Hello! Salutations! How are you, anyhow?
It’s been a while and I’ve missed you all.
I’m in England this week. It’s funny, in a “I guess you had to be there” sort of way, but I spoke up to the Taxi Driver this morning in a British accent without realizing it. In fact, I accidentally spelled REALISING it just now until spell check let me know I’m a bloody american.
Acclimation is my middle name.
(Look, I’m already using words with more than two syllables! And correctly pronouncing my adverbs! And spelling favourite with a flamboyant ‘u’! And over-using exclamations! Right, I said Acclimation, not Exclamation.)
I’m sitting in an office with people whos’ faces I recognize from business meetings. I’m getting IMs from my colleagues in Germany. I’m down right full of myself with near-accomplished-pride until I cry at breakfast because MYGODIAMSOBLOODYTIRED.
In truth, I do not travel well, although I love it more than a fabulous cup’o'tea or a chocolate eclair.

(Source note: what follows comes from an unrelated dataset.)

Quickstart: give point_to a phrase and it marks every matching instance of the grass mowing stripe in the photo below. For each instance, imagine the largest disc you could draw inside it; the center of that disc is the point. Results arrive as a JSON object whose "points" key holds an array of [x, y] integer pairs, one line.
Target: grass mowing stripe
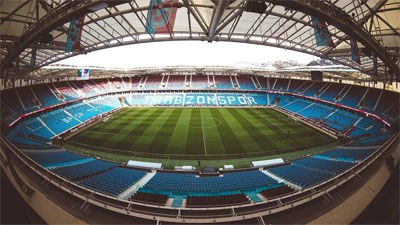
{"points": [[260, 139], [212, 135], [202, 130], [194, 144], [163, 135], [291, 121], [125, 141], [242, 131], [232, 144], [179, 137], [144, 141]]}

Or even french wine.
There are at least 501 places I want to visit before I am too old to sleep on cruddy hotel pillows or navigate the tube or sit on long flights without getting an embolism. Five-hundred-and-one, y’all. I’m not even kidding: I’ve counted.
The truth is, while I write love notes about countries or experiences or amazing-technologically-advanced-doors, there is not at least one time I do not break down in tears over something as ridiculous as rubbery eggs, because my heavens a girl can only travel so much in three days on no sleep without some sort of nervous breakdown….. Over eggs.
At least the palace was especially lovely yesterday. As was that English beer. And the bridge. And that lovely meal.. and the people .. and …….
See? I’m doing it already.
(I’ll post some photos later as I am on a tight deadline and I’ve already taken an entire FOUR AND A HALF MINUTES to write this post and I’m fairly sure it will take another thirty seconds or so to hit publish.)
(Once I stop typing.)
(I heard the quote, “Live in the pause” on a podcast just now and decided I should take five and a half minutes to write down something about my day. And I picked the rubbery eggs story? I swear I’ll do better tomorrow.)
(But seriously, y’all. Rubber bloody scrambled eggs. Seriously! I should write a letter.)